Imagine a seguinte situação: em um dia qualquer, você sai de casa e sofre um acidente de trânsito ou então um assalto no qual é baleado. Como consequência, fica tetraplégico. Horrível de pensar, não? Mas existe solução? Pelo visto, existe sim: basta a seleção brasileira de futebol jogar e o Neymar fazer um gol. Aliás, segundo a imprensa, um golaço!
Ato contínuo, você se erguerá da cadeira de rodas e andará.
O brasileiro aí da foto se chama Miguel Ângelo Laporta Nicolelis, um médico e neurocientista paulista de 53 anos. Na década passada, foi apontado pela revista Scientific American como um dos 20 maiores cientistas do mundo. Premiado e reconhecido internacionalmente, lidera uma pesquisa da Universidade Duke (Durham, Estados Unidos), na área de fisiologia de órgãos e sistemas, que pretende permitir ao cérebro comandar próteses e, assim, permitir o movimento controlado e consciente a pessoas dotadas de deficiências físicas.
Segundo o seu currículo Lattes: "Atualmente é professor titular do Departamento de Neurobiologia e Co-Diretor do Centro de Neuroengenharia da Duke University (EUA), professor do Instituto Cérebro e Mente da Escola Politécnica Federal de Lausanne (Suíça) e Presidente do Instituto Internacional de Neurociências de Natal Edmond e Lily Safra (IINN-ELS). Tem experiência na área de Fisiologia, com ênfase em Neurofisiologia, atuando principalmente nos seguintes temas: informática médica, eletrofisiologia, sistemas sensoriais, sistema somestésico e próteses neurológicas."
Nicolelis deveria ser a melhor coisa da copa da FIFA no Brasil. Em minha opinião, a única coisa boa. Foi anunciado com anos de antecedência que, se tudo desse certo, na abertura do evento um paciente com deficiência usaria um exoesqueleto para chutar uma bola. Seria o primeiro chute da copa, uma demonstração dos méritos da ciência brasileira.
O chute aconteceu, no último dia 12. O voluntário Juliano Pinto, de 29 anos, usou o exoesqueleto. Mas a Globo, emissora oficial dos jogos, exibiu a cena por apenas 7 segundos, porque preferiu mostrar o ônibus da seleção brasileira chegando ao estádio. Sintomático. Pressionada nas redes sociais, a Globo culpou a FIFA pela escolha, omitindo o fato de possuir cinco câmeras exclusivas, fato de que se ufanou publicamente por muito tempo.
Assim, o cientista Nicolelis foi parar na fogueira da insanidade brasileira. A atual copa é menos um evento esportivo do que mais um capítulo na interminável, grosseira e burra guerra de pseudoideologias políticas e sociais em que estamos chafurdados. Você odeia o PT, então não pode elogiar a copa e, com isso, até uma pesquisa científica da maior relevância se tornou alvo de chacotas.

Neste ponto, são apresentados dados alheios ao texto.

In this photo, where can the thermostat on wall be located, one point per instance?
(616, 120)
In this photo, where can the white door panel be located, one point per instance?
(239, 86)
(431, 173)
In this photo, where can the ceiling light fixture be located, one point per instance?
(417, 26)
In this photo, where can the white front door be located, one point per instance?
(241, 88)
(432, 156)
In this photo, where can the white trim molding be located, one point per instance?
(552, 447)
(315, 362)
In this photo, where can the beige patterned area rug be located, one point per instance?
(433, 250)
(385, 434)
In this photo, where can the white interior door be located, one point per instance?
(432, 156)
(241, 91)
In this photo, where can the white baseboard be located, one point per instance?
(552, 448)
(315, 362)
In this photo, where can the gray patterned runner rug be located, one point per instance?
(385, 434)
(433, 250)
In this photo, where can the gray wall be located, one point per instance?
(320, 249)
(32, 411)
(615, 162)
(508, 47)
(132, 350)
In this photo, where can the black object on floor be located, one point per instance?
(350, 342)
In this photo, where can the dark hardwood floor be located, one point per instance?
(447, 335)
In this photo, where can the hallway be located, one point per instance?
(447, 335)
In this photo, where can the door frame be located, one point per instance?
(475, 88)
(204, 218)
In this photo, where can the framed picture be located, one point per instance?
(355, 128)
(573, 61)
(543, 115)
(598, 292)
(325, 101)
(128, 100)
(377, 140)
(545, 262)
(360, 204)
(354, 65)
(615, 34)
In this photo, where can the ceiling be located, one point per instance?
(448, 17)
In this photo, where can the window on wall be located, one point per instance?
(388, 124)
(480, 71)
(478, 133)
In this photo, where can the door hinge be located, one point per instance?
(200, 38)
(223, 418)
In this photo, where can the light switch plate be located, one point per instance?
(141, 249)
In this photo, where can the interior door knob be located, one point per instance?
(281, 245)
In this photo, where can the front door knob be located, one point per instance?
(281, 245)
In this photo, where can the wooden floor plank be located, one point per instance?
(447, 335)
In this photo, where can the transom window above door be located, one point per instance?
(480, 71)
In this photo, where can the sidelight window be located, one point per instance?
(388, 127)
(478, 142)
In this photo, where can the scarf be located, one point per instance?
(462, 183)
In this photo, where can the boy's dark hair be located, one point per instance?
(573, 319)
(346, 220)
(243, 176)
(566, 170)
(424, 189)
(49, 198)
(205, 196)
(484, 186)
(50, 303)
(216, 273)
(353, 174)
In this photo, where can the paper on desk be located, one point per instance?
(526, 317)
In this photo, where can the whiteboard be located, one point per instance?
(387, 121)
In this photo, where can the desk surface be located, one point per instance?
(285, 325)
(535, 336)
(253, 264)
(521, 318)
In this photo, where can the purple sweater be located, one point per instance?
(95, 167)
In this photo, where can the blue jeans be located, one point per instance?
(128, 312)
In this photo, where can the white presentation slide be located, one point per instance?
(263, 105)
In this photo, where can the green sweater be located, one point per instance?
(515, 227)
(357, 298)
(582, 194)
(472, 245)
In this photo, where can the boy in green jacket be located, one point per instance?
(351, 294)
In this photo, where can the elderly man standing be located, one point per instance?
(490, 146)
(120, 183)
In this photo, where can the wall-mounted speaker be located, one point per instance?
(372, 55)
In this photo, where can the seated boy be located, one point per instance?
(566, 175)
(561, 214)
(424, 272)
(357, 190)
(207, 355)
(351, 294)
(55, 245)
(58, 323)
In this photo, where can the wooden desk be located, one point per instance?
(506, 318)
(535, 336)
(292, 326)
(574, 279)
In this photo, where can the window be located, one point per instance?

"Ideólogos" oficiais e mais conhecidos dos setores mais deprimentes da sociedade brasileira, Diogo Mainardi e Reinaldo Azevedo tripudiaram do cientista que, felizmente, não deixou por menos e respondeu à altura (veja aqui). Mas ele não merecia ter seu nome sequer pronunciado por esses dois beócios. Para minorar um pouco os nossos pecados, este foi um caso em que mesmo a imprensa, deslumbrada e mal intencionada, sentiu que não podia ficar do lado dos maus: foi obrigada a valorizar Nicolelis e seu trabalho. Isso é um alento, sem dúvida, mesmo que amanhã somente os especialmente interessados no tema se recordem de seu nome. O restante do povo estará injetando a tabela da copa na veia.
Entusiasta da ciência, sou fã de Nicolelis, ainda que lamentando que a brasilidade de sua pesquisa dependa de políticas públicas e recursos estrangeiros, como sempre. Mas ela existe e traz o nome do Brasil na frente. Para iluminar os caminhos de quem pode vir a ser o futuro da ciência brasileira, se chegar o dia em que ela, enfim, seja levada a sério.
Até lá, os gritos de gol serão dados das cadeiras de rodas e leitos de hospital, como hoje em dia.